Un papillon d’or à l’échelle nanométrique fournit une voie plus précise pour la croissance / synthèse de semi-conducteurs nanosensibles qui peuvent être utilisés dans des nano-lasers et d’autres applications.

Des chercheurs de l’Université d’Hokkaido ont mis au point une approche unique pour fabriquer des semi-conducteurs nanométriques sur une surface métallique. Les détails de la méthode ont été rapportés dans le journal Nano lettres et pourrait approfondir les recherches sur la fabrication d’émetteurs de lumière et d’énergie nanométriques.

L’approche, développée par l’Institut de recherche en sciences électroniques de l’Université d’Hokkaido et l’Université Hokkai-Gakuen, implique la génération de chaleur localisée sur une nanoparticule d’or dans une nanostructure en forme de papillon. La chaleur provoque une synthèse hydrothermale dans laquelle l’oxyde de zinc semi-conducteur cristallise sur la nanoparticule d’or.

Les scientifiques ont étudié des moyens de placer soigneusement des semi-conducteurs de taille nanométrique sur des particules métalliques pour les utiliser dans le nano-laser et la nano-lithographie, par exemple. Mais les méthodes actuelles manquent de précision ou sont trop coûteuses.

L’approche développée par l’équipe japonaise surmonte ces problèmes.

L’équipe a d’abord effectué des simulations pour déterminer les conditions optimales pour contrôler avec précision la génération de chaleur dans les nanostructures. Ils ont utilisé un phénomène appelé résonance plasmonique de surface, un processus qui convertit en partie la lumière en chaleur dans les matériaux métalliques.

Selon les simulations, une nanostructure en forme de papillon constituée de deux particules d’or losange placées de chaque côté d’une nanotige d’or conduirait à des conditions optimales. Dans ce système, le nanotige, ou le corps du papillon, fonctionne comme un nano-réchauffeur utilisant une lumière polarisée spécifique. Après avoir fait pivoter la polarisation de la lumière de 90 degrés, les particules de losange, ou les ailes du papillon, devraient fonctionner comme une antenne pour collecter la lumière aux points de sous-longueur d’onde dans la peau semi-conductrice du papillon.

Pour tester cette théorie, ils ont fabriqué le papillon d’or et l’ont placé dans l’eau à l’intérieur d’une chambre en verre.

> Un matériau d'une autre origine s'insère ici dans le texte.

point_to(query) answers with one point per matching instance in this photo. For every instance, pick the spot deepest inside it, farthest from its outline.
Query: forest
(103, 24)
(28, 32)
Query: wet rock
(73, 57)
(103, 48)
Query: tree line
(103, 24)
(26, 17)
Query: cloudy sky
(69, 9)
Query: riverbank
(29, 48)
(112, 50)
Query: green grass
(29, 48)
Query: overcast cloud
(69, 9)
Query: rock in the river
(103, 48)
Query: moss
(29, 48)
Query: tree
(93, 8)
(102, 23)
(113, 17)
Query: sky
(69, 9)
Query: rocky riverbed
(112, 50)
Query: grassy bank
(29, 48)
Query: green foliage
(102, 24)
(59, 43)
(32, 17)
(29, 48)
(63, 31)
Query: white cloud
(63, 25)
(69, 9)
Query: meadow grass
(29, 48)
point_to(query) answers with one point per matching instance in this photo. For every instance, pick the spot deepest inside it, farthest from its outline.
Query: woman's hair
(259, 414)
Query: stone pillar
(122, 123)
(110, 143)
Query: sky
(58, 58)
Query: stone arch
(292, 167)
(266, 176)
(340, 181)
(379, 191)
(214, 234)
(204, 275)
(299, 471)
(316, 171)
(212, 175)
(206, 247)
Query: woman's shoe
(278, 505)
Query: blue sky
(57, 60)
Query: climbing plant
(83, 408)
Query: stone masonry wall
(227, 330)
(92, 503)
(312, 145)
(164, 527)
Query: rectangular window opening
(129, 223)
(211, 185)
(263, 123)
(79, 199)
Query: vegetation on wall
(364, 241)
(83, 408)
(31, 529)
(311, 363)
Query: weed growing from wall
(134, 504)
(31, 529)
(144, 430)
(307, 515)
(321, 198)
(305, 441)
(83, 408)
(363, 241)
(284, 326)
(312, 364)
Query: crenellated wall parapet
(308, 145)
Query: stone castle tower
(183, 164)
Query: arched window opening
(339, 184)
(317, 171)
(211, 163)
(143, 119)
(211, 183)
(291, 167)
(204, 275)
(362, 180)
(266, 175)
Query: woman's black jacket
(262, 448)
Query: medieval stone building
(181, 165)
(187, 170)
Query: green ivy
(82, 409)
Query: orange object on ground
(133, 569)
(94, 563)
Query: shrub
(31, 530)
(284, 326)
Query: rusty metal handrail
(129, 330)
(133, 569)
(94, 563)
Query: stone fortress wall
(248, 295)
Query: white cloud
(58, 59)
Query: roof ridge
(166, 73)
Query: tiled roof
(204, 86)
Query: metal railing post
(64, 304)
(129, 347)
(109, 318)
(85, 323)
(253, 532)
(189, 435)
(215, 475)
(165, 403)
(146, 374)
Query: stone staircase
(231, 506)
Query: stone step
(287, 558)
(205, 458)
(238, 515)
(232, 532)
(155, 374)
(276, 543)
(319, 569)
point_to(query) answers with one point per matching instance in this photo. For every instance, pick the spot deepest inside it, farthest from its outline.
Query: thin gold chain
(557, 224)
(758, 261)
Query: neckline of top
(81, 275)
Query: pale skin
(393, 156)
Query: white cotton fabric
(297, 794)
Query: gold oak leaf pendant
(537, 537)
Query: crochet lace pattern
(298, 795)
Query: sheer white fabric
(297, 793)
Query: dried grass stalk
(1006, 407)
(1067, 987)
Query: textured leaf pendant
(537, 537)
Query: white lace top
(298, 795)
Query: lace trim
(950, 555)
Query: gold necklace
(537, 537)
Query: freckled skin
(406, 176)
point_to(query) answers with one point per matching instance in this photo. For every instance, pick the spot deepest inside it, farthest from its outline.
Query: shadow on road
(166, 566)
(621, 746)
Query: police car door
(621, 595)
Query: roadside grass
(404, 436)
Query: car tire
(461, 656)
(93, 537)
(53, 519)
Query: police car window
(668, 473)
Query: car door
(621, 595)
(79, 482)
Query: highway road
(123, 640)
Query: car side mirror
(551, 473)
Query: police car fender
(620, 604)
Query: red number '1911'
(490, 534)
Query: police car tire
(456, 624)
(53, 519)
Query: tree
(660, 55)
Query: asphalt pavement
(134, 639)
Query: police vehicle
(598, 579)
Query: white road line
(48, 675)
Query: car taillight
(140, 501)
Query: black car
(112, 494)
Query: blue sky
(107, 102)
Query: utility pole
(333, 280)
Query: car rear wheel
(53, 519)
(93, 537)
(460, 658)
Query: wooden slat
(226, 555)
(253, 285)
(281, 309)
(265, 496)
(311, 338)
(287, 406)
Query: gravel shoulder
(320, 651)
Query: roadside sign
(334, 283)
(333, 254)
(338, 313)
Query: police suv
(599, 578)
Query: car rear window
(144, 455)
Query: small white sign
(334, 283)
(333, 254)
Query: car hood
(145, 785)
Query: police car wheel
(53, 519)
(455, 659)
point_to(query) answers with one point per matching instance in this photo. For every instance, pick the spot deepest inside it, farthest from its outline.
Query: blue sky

Une solution composée à parts égales de nitrate de zinc hexahydraté et d’hexaméthylène tétramine a été ajoutée à la chambre, qui a ensuite été scellée et placée sur une platine microscopique. Lorsque la lumière laser a été projetée sur le système à l’intérieur de la chambre, la nanotige s’est réchauffée et des particules d’oxyde de zinc semi-conductrices se sont cristallisées le long de sa surface comme prévu.

Cela a démontré que la nano-antenne en or en forme de papillon peut contrôler avec précision où se produit la synthèse hydrothermale assistée par plasmon, permettant ainsi la formation localisée de semi-conducteurs nanométriques.

“De nouvelles recherches devraient conduire au développement de puissantes sources lumineuses de taille nanométrique, de dispositifs de conversion photoélectrique très efficaces et de photocatalyseurs”, a déclaré Keiji Sasaki de l’équipe de recherche de l’Université de Hokkaido. “Cela pourrait également conduire à des applications dans l’électronique des semi-conducteurs et le traitement optique de l’information quantique.”

Source de l’histoire:

Matériaux fourni par Université d’Hokkaido. Remarque: le contenu peut être modifié pour le style et la longueur.